Li Xuewei, Li Songyuan, Omar Bourahla, Wu Fei, Li Xi
IEEE Trans Image Process. 2021;30:4735-4746. doi: 10.1109/TIP.2021.3066051. Epub 2021 May 5.
Knowledge distillation, aimed at transferring the knowledge from a heavy teacher network to a lightweight student network, has emerged as a promising technique for compressing neural networks. However, due to the capacity gap between the heavy teacher and the lightweight student, there still exists a significant performance gap between them. In this article, we see knowledge distillation in a fresh light, using the knowledge gap, or the residual, between a teacher and a student as guidance to train a much more lightweight student, called a res-student. We combine the student and the res-student into a new student, where the res-student rectifies the errors of the former student. Such a residual-guided process can be repeated until the user strikes the balance between accuracy and cost.
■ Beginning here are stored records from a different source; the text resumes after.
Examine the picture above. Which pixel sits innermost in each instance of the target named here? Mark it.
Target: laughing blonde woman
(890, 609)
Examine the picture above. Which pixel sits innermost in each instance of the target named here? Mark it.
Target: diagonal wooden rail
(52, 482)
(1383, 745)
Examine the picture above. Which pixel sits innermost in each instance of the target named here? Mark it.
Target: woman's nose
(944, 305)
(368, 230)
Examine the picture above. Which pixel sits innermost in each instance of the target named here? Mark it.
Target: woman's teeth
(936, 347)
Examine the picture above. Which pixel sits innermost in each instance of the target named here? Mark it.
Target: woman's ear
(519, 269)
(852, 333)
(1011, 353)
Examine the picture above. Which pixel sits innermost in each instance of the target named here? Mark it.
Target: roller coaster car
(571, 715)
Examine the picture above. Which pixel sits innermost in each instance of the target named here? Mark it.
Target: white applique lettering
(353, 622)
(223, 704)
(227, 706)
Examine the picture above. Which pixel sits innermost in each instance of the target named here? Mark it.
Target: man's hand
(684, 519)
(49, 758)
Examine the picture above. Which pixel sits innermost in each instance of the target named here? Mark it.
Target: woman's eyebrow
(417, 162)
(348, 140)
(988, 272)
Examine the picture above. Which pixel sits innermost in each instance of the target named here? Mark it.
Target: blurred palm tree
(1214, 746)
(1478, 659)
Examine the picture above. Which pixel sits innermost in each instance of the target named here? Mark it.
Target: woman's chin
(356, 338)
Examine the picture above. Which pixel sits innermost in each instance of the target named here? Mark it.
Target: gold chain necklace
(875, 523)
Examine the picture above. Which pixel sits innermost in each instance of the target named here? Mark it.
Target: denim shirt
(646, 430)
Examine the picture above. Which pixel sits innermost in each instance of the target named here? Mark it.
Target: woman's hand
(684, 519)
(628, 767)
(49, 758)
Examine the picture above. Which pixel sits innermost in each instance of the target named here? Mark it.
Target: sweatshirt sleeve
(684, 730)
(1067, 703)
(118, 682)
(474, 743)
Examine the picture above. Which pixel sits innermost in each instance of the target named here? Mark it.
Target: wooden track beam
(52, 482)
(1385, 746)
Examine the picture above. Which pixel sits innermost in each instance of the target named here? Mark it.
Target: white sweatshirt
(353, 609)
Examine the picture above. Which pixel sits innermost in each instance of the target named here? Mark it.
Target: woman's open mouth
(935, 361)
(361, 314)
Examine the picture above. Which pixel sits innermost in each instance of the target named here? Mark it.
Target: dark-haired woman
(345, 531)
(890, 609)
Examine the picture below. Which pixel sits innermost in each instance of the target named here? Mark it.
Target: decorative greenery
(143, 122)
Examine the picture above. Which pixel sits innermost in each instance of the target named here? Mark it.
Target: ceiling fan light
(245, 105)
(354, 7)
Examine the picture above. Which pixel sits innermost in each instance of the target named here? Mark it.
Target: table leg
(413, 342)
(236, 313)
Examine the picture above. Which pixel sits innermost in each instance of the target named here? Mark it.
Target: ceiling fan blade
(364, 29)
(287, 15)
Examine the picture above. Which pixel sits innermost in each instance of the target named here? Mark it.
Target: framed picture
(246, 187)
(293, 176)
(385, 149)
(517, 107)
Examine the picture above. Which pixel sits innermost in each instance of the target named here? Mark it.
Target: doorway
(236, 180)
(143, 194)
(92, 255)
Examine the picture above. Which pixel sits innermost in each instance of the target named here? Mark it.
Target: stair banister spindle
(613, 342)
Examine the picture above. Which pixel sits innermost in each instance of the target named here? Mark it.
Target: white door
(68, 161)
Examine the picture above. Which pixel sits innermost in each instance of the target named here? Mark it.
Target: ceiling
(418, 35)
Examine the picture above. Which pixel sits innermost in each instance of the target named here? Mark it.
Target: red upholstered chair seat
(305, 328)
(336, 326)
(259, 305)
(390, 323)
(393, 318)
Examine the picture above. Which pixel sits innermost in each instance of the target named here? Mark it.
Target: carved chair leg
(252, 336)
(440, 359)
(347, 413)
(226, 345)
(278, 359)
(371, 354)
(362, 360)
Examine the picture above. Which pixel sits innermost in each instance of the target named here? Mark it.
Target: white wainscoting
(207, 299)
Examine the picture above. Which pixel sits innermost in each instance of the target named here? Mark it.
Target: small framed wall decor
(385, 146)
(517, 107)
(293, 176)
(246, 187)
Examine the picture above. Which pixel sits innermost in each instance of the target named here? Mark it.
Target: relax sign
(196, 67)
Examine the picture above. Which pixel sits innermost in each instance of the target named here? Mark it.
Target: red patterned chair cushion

At inference time, we propose a sample-adaptive strategy to decide which res-students are not necessary for each sample, which can save computational cost. Experimental results show that we achieve competitive performance with 18.04%, 23.14%, 53.59%, and 56.86% of the teachers' computational costs on the CIFAR-10, CIFAR-100, Tiny-ImageNet, and ImageNet datasets. Finally, we do thorough theoretical and empirical analysis for our method.
知识蒸馏旨在将知识从大型教师网络转移到轻量级学生网络,已成为一种很有前景的压缩神经网络的技术。然而,由于大型教师网络和轻量级学生网络之间存在能力差距,它们之间仍然存在显著的性能差距。在本文中,我们以全新的视角看待知识蒸馏,利用教师网络和学生网络之间的知识差距(即残差)作为指导来训练一个更轻量级的学生网络,称为残差学生网络。我们将学生网络和残差学生网络合并为一个新的学生网络,其中残差学生网络纠正前一个学生网络的错误。这样的残差引导过程可以重复进行,直到用户在准确性和成本之间取得平衡。在推理阶段,我们提出了一种样本自适应策略,以确定每个样本不需要哪些残差学生网络,从而可以节省计算成本。实验结果表明,在CIFAR-10、CIFAR-100、Tiny-ImageNet和ImageNet数据集上,我们分别以教师网络计算成本的18.04%、23.14%、53.59%和56.86%实现了具有竞争力的性能。最后,我们对我们的方法进行了全面的理论和实证分析。